According to Lim, barriers to cancer pain management in Malaysia have been similar to those reported in studies conducted in other countries.7 Those barriers include a) attitudes, knowledge and skills of healthcare professionals; (b) attitudes and perceptions of patients and the general public, and (c) health care system issues and drug accessibility.7 In the Malaysian public healthcare sector, medications are subsidised by the government and opioids are readily available in larger hospitals with pharmacists and specialists hence opioid availability was not an issue in our setting.7 During the course of this study, several patients still had fears of morphine despite being counselled prior to its initiation. A recent study conducted in a Malaysian hospital reported that one of the most common misconceptions that 40% of the patients had was the fear of strong opioids damaging the immune system and causing addiction.30 Patients’ fears of morphine remain a worldwide phenomenon. A systematic review which synthesized qualitative and quantitative studies revealed that patients, carers, and clinicians still held deep-seated concerns regarding the symbolism of morphine, addiction, and tolerance.31 Future qualitative studies that explore patients’ fears of morphine in this local community of lower education levels would help us to better understand their perspectives and allow us to address those fears effectively through effective patient education. A recently published quasi-experimental study concluded that patient education significantly reduced overall pain intensity over 24 hours, encouraged the use of short-acting analgesics for breakthrough pain, improved quality of life and significantly reduced misconceptions regarding cancer pain management.32
There were several limitations to this study. This study was conducted among the Malaysian local population and may limit the generalizability of the data. Secondly, data on non-pharmacological interventions were not included in this study. Additionally, treatment adequacy defined by the PMI has some limitations related to its intrinsic characteristics. Only two variables (pain intensity and the most potent opioid prescribed) are taken into account to measure pharmacologic appropriateness.
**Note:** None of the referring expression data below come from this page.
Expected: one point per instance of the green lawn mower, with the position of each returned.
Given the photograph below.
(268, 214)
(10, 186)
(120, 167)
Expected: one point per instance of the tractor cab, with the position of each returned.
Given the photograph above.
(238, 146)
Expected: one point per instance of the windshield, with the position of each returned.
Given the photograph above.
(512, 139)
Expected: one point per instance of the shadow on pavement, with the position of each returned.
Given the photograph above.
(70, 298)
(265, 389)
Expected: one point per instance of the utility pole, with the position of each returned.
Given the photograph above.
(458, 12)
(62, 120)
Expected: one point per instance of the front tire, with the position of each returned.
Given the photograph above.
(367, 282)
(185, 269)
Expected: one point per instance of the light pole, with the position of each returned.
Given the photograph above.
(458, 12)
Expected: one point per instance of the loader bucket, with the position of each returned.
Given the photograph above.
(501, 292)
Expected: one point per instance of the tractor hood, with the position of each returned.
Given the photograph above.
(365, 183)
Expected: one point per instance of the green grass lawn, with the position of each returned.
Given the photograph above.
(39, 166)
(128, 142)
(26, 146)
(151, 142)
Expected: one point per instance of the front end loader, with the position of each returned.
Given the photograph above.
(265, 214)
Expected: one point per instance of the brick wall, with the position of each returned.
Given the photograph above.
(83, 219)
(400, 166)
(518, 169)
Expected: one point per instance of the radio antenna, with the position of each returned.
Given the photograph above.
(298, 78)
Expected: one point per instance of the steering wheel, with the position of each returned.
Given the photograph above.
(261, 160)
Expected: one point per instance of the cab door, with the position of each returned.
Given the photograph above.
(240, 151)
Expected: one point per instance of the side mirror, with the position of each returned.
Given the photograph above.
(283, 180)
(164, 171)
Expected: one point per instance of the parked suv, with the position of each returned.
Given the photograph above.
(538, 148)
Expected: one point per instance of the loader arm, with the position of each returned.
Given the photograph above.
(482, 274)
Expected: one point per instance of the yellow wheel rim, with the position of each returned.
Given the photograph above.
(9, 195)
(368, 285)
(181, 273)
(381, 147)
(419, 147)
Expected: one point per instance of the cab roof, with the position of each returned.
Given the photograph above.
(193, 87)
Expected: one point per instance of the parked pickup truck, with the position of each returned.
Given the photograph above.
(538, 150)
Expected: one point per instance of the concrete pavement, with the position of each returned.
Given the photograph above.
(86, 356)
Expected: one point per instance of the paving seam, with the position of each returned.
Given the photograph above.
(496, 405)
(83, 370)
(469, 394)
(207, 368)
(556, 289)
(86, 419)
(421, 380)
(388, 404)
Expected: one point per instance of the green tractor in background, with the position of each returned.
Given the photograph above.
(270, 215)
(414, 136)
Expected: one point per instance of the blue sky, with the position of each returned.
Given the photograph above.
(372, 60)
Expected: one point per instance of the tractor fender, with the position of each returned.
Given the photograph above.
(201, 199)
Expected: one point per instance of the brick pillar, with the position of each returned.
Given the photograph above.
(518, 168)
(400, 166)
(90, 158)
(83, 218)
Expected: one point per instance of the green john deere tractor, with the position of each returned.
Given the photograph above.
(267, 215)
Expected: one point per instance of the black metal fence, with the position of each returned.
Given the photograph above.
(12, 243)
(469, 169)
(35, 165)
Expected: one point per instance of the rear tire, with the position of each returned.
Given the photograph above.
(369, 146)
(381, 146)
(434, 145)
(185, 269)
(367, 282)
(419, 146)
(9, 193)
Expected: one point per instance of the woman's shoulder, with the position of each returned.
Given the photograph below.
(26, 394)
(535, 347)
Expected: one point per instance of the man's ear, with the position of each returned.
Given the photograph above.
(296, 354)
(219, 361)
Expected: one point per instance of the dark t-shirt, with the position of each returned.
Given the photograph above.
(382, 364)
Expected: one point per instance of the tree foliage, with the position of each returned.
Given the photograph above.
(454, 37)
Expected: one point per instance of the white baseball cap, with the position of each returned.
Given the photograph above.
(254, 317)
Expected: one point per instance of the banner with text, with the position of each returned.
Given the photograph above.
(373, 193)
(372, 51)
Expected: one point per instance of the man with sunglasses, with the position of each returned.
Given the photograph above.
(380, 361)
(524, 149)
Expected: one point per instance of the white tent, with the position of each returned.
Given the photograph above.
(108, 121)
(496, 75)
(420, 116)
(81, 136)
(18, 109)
Other important characteristics such as the nature of pain, drug dosage, administration route, breakthrough doses, adjuvant drugs and the use of non-pharmacological therapies are excluded. Future studies incorporating non-pharmacological therapies with larger sample sizes would allow further analyses to better characterize the pain and the appropriateness of treatment for the various types of pain. There were, however, strengths of this study. Observing the trends of pain score reduction over 72 hours provides a better understanding of the significant role of strong opioids in pain relief among cancer patients. Additionally, a patient’s self-report is the most valuable component of a comprehensive pain assessment which is the foundation of effective pain management.33 The incorporation of a pain assessment guide which was culturally tailored in the local language was crucial for effective pain management.33
CONCLUSIONS
Accounting for pain’s dynamic nature, there was a high prevalence of pain among Malaysian cancer patients in a palliative care setting. Continuous efforts incorporating comprehensive pain assessments and evidence-based treatments are necessary to provide adequate pain relief and end-of-life comfort care. In addition, patient education is imperative to improve patients’ understanding of palliative care and their acceptance of treatments.